A canção traz a declaração de um homem apaixonado pela amante. Em nome desse amor, ele se diz capaz de abandonar tudo por ela, inclusive esposa e filhos. “Quando teu coração suplicar/ Ou quanto teu capricho exigir/ Largo mulher e filhos/ E de joelhos/ Vou te seguir/ Na nossa casa/ Serás rainha/ Serás cruel, talvez/ Vais fazer manha/ Me aperrear/ E eu, sempre mais feliz”.

COM NARA Chico Buarque gravou a primeira versão de “Dueto” ao lado de Nara Leão em 1979. Era então o artista da MPB que mais compreendia a “alma feminina” (Crédito:Divulgação)

 

O repúdio das neofeministas se misturou a inéditas manifestações de repulsa feminina.
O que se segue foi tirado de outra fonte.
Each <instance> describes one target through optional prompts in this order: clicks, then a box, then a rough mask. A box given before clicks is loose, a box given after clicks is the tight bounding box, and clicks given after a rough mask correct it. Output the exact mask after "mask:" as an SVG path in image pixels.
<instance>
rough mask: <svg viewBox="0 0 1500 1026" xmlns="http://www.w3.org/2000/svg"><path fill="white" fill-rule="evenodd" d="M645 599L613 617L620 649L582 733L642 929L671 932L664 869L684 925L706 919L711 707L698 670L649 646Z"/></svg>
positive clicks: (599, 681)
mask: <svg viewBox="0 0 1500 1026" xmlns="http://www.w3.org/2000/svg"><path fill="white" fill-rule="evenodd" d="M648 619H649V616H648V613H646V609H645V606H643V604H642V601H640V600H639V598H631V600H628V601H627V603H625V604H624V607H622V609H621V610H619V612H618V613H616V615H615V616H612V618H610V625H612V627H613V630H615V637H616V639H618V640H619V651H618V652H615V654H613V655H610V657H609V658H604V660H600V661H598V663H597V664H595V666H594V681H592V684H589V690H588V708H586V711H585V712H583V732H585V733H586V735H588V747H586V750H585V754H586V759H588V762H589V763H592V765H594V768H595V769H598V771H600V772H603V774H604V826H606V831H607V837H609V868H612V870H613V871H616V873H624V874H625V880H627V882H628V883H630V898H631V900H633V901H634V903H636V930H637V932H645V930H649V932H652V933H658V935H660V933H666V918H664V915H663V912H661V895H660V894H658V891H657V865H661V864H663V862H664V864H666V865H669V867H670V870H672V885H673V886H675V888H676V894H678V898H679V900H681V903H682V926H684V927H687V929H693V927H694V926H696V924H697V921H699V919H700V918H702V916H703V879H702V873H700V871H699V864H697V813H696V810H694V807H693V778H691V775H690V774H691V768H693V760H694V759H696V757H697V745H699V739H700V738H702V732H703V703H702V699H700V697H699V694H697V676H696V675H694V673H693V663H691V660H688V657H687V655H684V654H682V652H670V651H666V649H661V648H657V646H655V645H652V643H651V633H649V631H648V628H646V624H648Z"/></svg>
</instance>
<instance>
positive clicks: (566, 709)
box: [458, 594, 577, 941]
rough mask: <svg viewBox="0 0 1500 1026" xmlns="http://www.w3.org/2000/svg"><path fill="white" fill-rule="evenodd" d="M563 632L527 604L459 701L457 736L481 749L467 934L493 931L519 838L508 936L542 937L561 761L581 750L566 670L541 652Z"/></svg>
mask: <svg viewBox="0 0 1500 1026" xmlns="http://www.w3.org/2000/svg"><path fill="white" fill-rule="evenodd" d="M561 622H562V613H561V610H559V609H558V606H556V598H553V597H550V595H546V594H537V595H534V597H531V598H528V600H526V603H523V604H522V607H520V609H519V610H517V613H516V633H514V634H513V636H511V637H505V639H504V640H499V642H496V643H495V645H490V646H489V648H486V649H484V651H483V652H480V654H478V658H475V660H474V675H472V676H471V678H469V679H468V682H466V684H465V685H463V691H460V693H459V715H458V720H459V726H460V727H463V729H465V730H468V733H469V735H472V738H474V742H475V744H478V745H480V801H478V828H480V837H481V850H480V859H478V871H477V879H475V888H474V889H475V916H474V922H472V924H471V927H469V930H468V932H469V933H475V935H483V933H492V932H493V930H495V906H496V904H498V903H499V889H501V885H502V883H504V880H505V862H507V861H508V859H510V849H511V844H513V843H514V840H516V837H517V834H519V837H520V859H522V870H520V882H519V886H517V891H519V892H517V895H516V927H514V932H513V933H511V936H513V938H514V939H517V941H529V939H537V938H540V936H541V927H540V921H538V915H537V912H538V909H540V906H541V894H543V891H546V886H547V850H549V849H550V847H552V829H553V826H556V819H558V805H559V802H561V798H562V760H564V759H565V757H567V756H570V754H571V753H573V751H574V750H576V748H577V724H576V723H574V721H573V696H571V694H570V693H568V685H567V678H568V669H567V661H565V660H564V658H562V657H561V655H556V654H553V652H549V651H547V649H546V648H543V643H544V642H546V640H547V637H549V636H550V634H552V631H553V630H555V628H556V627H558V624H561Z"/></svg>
No domingo, dia 20 de agosto, Chico respondeu às primeiras inimigas de sua vida artística com um post em seu perfil no Facebook:

“– Será que é machismo um homem largar a família para ficar com a amante?
– Pelo contrário. Machismo é ficar com a família e a amante.
Diálogo entreouvido na fila de um supermercado…”

COM CLARA Ele improvisou palavras do jargão das redes sociais para cantar com a neta, Clara Brown, de 18 anos, uma nova versão da canção “Dueto”, de 1979: vovô descolado (Crédito:Divulgação)

É a resposta irônica de quem, até esses ataques acontecerem, era celebrado como o leitor mais profundo da “alma feminina”, que fazia duetos com Nara Leão e Maria Bethânia em libelos antigamente venerados por feministas. Agora que o álbum “Caravanas” saiu, é possível que as garotas radicais compreendam de que material são feitas as canções de seu mais recente bode expiatório.

São nove, duas regravações (“Dueto” e “A moças do sonho”). “Caravanas” é o 37º disco de Chico Buarque, que começou a carreira em 1965 e a gravar LPs no ano seguinte. Desde o início, os seus versos se revelaram dramáticos. O poeta assume a voz de vários personagens, fala no lugar deles ou então os comenta e ironiza . Assumiu a voz de um sonhador em “Quem te viu quem te vê” (1967), de um linchador de travesti em “Geni e o Zepelim” (1977), de um gay em “Bastidores” (1980) e de uma garota de programa (“Folhetim”, 1977), entre outros naipes do vasto e diversificado coral da sociedade brasileira.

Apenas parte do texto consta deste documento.